DDR-003 — Protocol-based architecture for Engrama v1.0¶
Version: 0.2.0 | Date: 2026-04-12 | Status: Proposed Supersedes: DDR-003 v0.1.0 (Neo4j-only hybrid search)
Context¶
The DAFO analysis identified seven features Engrama needs to compete. Implementing them independently creates rework: hybrid search (#1) hard-wired to Neo4j conflicts with database abstraction (#2); temporal reasoning (#3) touches every query path; security (#4) and multi-scope (#6) cut across all storage operations.
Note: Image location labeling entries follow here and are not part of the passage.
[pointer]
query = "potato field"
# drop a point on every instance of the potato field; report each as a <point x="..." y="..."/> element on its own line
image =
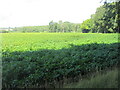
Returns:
<point x="48" y="59"/>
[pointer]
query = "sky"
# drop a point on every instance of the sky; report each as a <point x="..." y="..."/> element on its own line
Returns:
<point x="16" y="13"/>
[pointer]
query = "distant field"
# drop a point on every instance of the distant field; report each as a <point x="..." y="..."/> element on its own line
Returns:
<point x="35" y="41"/>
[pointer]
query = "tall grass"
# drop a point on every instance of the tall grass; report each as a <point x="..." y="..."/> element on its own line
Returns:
<point x="108" y="79"/>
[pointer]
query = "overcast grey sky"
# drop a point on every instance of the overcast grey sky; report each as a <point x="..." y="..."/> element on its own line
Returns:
<point x="14" y="13"/>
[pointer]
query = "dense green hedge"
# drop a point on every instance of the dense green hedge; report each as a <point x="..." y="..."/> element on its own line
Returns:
<point x="35" y="68"/>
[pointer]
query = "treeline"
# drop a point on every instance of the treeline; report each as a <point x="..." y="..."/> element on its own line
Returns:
<point x="105" y="20"/>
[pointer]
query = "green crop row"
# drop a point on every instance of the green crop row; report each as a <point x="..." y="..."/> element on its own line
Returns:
<point x="24" y="69"/>
<point x="60" y="56"/>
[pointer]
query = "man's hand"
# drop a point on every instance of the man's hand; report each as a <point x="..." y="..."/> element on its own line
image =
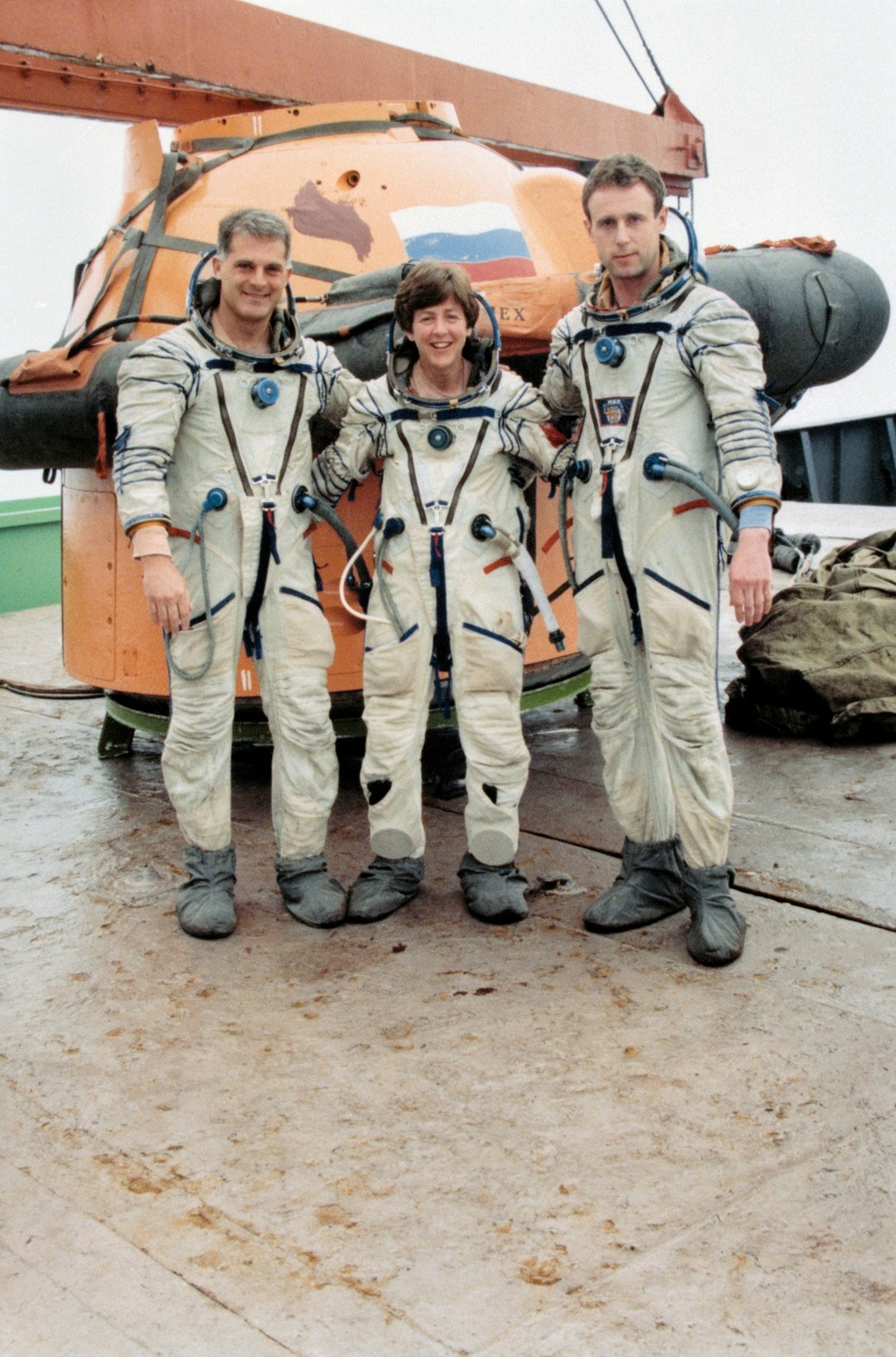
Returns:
<point x="167" y="593"/>
<point x="750" y="575"/>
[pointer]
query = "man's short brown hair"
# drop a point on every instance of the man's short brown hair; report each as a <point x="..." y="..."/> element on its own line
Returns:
<point x="254" y="221"/>
<point x="623" y="170"/>
<point x="430" y="282"/>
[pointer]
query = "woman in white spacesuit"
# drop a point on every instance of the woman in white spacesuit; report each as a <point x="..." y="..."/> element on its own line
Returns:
<point x="459" y="438"/>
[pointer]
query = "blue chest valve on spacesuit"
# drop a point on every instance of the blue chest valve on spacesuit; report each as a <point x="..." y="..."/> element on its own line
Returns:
<point x="216" y="498"/>
<point x="264" y="393"/>
<point x="609" y="350"/>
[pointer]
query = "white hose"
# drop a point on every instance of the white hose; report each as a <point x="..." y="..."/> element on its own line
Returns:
<point x="362" y="617"/>
<point x="529" y="572"/>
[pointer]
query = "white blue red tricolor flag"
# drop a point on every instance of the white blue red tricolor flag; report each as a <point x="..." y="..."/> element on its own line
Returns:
<point x="483" y="237"/>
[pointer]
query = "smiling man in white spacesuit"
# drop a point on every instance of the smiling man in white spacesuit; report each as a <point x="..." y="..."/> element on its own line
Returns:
<point x="656" y="361"/>
<point x="213" y="424"/>
<point x="459" y="438"/>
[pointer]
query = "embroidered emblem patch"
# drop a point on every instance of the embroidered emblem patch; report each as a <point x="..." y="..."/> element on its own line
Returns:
<point x="615" y="410"/>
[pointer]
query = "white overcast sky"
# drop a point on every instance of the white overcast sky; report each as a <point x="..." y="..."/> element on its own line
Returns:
<point x="796" y="98"/>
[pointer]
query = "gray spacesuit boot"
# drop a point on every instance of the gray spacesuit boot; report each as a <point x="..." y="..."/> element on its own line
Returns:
<point x="205" y="900"/>
<point x="309" y="895"/>
<point x="648" y="887"/>
<point x="494" y="895"/>
<point x="383" y="886"/>
<point x="716" y="935"/>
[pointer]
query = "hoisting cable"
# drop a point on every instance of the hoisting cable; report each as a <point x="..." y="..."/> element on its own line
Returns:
<point x="665" y="82"/>
<point x="631" y="58"/>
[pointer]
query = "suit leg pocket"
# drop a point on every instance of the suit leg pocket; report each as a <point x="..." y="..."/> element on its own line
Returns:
<point x="487" y="661"/>
<point x="391" y="668"/>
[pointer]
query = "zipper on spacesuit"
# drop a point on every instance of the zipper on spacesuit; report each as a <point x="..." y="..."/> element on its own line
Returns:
<point x="612" y="549"/>
<point x="267" y="551"/>
<point x="441" y="660"/>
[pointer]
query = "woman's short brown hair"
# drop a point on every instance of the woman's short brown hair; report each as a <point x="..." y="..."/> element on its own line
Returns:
<point x="430" y="282"/>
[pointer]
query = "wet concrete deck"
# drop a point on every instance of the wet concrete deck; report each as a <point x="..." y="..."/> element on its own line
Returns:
<point x="426" y="1136"/>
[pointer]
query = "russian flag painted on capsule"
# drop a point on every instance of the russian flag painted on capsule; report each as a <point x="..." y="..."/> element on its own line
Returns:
<point x="483" y="237"/>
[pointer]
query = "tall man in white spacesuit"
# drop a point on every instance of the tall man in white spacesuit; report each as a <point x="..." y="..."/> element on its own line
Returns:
<point x="459" y="438"/>
<point x="213" y="424"/>
<point x="656" y="361"/>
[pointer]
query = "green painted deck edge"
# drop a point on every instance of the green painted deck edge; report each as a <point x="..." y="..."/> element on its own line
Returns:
<point x="30" y="554"/>
<point x="24" y="514"/>
<point x="346" y="728"/>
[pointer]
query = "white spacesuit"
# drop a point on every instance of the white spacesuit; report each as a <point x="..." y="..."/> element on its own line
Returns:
<point x="446" y="609"/>
<point x="681" y="375"/>
<point x="197" y="417"/>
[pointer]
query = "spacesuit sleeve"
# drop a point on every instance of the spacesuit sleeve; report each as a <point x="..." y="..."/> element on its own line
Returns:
<point x="156" y="385"/>
<point x="354" y="454"/>
<point x="520" y="424"/>
<point x="559" y="390"/>
<point x="720" y="346"/>
<point x="338" y="385"/>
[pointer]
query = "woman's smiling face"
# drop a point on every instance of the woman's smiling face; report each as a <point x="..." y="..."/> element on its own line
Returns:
<point x="439" y="334"/>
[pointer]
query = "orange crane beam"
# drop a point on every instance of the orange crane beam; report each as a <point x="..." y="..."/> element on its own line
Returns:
<point x="183" y="61"/>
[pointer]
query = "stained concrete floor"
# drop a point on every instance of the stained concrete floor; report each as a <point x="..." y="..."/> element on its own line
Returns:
<point x="426" y="1136"/>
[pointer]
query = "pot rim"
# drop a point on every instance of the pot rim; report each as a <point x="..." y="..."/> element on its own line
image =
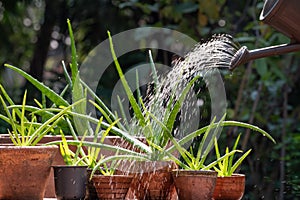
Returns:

This DDR designs a unified protocol-based architecture where all seven features compose cleanly. The key insight: #2 (database abstraction) is the foundation, not #1 (hybrid search). Every other feature builds on the storage protocols. We define those protocols first, then each feature becomes a layer that plugs in without refactoring what came before.
The seven features and their dependencies¶
#5 Benchmarks ← needs #1, #3
#6 Multi-scope ← needs #2, #4
#4 Security ← needs #2, #3
#1 Hybrid search ← needs #2, #7
#3 Temporal ← needs #2
#7 LLM-agnostic ← independent
#2 DB abstraction ← FOUNDATION
Implementation order: #2 + #7 → #1 + #3 → #4 → #6 → #5
Decision¶
Replace Engrama's direct Neo4j coupling with three protocol interfaces. Every skill, adapter, and MCP tool talks to these protocols — never to a specific database. Neo4j becomes the first (and default) implementation.
Part 1 — Storage protocols (#2)¶
1.1 GraphStore protocol¶
Covers: node CRUD, relationships, fulltext search, pattern queries.
from typing import Protocol, Any, runtime_checkable
from datetime import datetime
@runtime_checkable
class GraphStore(Protocol):
"""Abstract interface for graph storage backends."""
# --- Node operations ---
async def merge_node(
self, label: str, key_field: str, key_value: str,
properties: dict[str, Any],
embedding: list[float] | None = None,
) -> dict[str, Any]:
"""Create or update a node. Always MERGE semantics."""
...
async def get_node(
self, label: str, key_field: str, key_value: str
) -> dict[str, Any] | None:
"""Retrieve a single node by its unique key."""
...
async def delete_node(
self, label: str, key_field: str, key_value: str,
soft: bool = True,
) -> bool:
"""Delete or archive a node. soft=True sets status='archived'."""
...
# --- Relationship operations ---
async def merge_relation(
self, from_label: str, from_key: str, from_value: str,
rel_type: str,
to_label: str, to_key: str, to_value: str,
) -> dict[str, Any]:
"""Create a relationship (idempotent)."""
...
# --- Query operations ---
async def get_neighbours(
self, label: str, key_field: str, key_value: str,
hops: int = 1, limit: int = 50,
) -> list[dict[str, Any]]:
"""Traverse N hops from a node."""
...
async def fulltext_search(
self, query: str, limit: int = 10,
) -> list[dict[str, Any]]:
"""Keyword search across all text properties.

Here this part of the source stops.